Methodist Theological School
- Established: 1954
- Location: Sibu, Malaysia
- Website: http://www.mtssibu.edu.my/

= Methodist Theological School =

Religious school

Methodist Theological School (MTS) is a denominational theological school affiliated with the Methodist Church in Malaysia. It is located in the town of Sibu, Sarawak, Malaysia. Established in 1954, MTS is accredited by the Association for Theological Education in South East Asia (ATESEA).

==Organization==

MTS is an institution of the Sarawak Chinese Annual conference (SCAC), the Sarawak Iban Annual conference (SIAC) and the Sabah Annual Conference (SAC) of the Methodist Church in Malaysia. It is directly responsible to a joint Board of Management, which includes the Bishop of the Methodist Church, and serves the two annual conferences accordingly. The principal and all the faculty members (except for part-time) are under appointment by these two annual conferences.
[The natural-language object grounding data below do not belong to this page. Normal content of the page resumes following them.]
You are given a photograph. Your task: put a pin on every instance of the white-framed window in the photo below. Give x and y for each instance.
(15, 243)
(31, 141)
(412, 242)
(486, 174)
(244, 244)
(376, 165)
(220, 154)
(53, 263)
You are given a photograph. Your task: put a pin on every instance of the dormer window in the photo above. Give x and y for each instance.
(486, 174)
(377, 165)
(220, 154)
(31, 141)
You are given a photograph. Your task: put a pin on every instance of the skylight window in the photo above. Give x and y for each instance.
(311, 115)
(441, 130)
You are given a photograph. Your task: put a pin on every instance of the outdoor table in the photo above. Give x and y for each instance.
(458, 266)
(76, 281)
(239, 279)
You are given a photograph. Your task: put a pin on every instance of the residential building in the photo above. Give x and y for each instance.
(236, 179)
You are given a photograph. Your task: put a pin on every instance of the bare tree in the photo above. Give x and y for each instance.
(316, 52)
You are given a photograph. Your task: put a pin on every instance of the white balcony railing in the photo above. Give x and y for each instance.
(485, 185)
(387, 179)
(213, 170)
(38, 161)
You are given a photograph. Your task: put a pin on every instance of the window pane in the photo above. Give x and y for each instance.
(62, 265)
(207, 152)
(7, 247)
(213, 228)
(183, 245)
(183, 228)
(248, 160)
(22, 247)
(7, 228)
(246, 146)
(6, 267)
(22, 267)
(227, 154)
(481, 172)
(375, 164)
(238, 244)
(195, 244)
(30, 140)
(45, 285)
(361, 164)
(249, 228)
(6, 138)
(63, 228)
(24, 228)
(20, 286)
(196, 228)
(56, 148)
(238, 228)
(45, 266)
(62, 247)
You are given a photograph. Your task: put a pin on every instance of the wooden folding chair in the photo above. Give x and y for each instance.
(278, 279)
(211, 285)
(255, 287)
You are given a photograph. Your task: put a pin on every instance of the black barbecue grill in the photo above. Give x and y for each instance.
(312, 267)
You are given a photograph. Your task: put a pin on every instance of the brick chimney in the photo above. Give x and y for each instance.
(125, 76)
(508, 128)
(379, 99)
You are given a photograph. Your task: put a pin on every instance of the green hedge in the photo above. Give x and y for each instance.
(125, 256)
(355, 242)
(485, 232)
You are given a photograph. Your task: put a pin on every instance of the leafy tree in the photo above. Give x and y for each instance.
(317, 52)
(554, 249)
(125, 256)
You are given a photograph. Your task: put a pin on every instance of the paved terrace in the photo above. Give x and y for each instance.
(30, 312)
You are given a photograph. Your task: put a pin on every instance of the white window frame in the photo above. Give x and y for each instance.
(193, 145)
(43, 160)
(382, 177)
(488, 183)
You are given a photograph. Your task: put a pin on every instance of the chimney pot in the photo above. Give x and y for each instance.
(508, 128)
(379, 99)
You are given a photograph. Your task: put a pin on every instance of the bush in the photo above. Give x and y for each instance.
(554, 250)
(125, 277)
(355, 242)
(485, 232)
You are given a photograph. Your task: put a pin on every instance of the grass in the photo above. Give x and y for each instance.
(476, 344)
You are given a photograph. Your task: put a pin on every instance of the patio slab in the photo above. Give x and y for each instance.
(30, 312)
The key personnel of the MTS are:

- Principal: Khoo Ho Peng
- Academic Dean: Ling Tung Kiing
- Dean of Students: Thomas Lau Sie Ngiu
- Dean of Field Education: Su Chii Ann
- Dean of Theological Education by Extension: Francis Wong King Sing

== Programs ==

MTS offers academic programs leading to the awarding of the following qualifications:

=== Undergraduate ===

- Licentiate of Theology: This is a two-year 60 credit-hour course
- Diploma in Theology: This is a three-year 90 credit-hour course and a one-year service in full-time ministry or one upgrading paper is required upon graduation
- Bachelor of Theology: This is a four-year course of 120 credit hours
- Bachelor of Divinity: This is a four-year course of 120 credit hours

=== Postgraduate ===

- Master of Divinity: This program is a first theological degree for students who have attained a bachelor's degree and is a three-year course.

== Accreditation ==

The following programs offered by MTS are accredited by the ATESEA:

- Licentiate of Theology
- Bachelor of Theology
- Bachelor of Divinity
- Master of Divinity

MBTS is a founding member of the Malaysian Association of Theological Schools which allows a certain number of credits in the undergraduate programs to be transferable among member schools.